- Doświadczenie z ostatnich kampanii i samorządowych, i parlamentarnych pokazuje, że Kościół, księża angażowali się w agitację wyborczą konkretnych polityków i partii, rozdając ulotki, gazety, wywieszając plakaty, a nawet banery na ogrodzeniach kościołów- argumentował rzecznik partii Dariusz Joński.
Podkreślił, że rozdział Kościoła od państwa gwarantuje konstytucja. - Chcemy pomóc Kościołowi, uwolnić go od polityki - dodał Joński.
Kodeks wyborczy zabrania dziś prowadzenia agitacji wyborczej m.in. na terenie urzędów administracji rządowej i samorządowej, sądów, jednostek wojskowych, a także zakładów pracy. SLD chce rozszerzyć zapis, tak, by agitacja byłaby niedopuszczalna także "na terenie kościołów i miejscach kultu religijnego innych związków wyznaniowych". Za złamanie zakazu prowadzenia tam agitacji groziłaby grzywna, identyczna jak w przypadku pozostałych miejsc, o których mówi Kodeks wyborczy. - Będziemy apelowali do PO, by to uchwalić, bo wszystkie partie, które są partiami lewicowymi, czy centrowymi w jakimś sensie są dotknięte tą sytuacją - mówił z kolei poseł Sojuszu Piotr Chmielowski .

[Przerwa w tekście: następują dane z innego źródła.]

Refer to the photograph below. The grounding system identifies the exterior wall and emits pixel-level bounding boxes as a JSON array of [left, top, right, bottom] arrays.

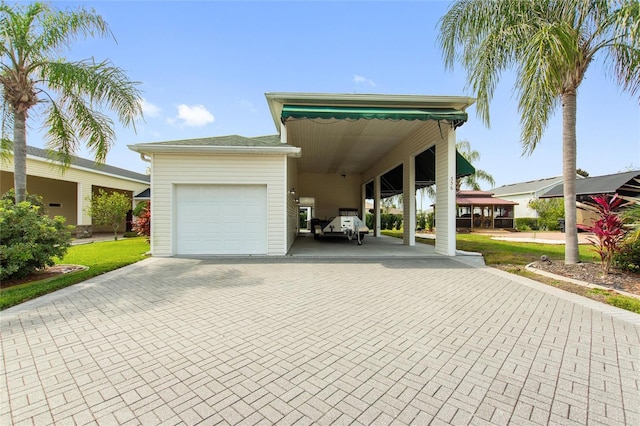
[[0, 157, 149, 225], [296, 173, 362, 219], [0, 171, 78, 225], [284, 157, 300, 252], [436, 126, 456, 256], [508, 193, 538, 217], [151, 153, 287, 256]]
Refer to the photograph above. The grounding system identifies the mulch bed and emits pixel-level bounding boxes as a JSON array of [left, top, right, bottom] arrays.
[[0, 265, 87, 288], [531, 260, 640, 296]]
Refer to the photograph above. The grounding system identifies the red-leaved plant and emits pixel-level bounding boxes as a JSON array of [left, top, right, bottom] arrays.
[[578, 194, 625, 277]]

Dodał, że zmianę z zadowoleniem przyjąć powinien też prezydent Komorowski. - W jednym z wywiadów radiowych prezydent opowiedział zdarzenie, które spotkało go kiedyś w kościele, gdy siedział w pierwszych ławach. Usłyszał od proboszcza podczas kazania, że nie należy głosować na Platformę Obywatelską, a wtedy był kandydatem do Sejmu z PO. Przypuszczam więc, że pan prezydent również taką ustawę podpisze - skwitował Chmielowski.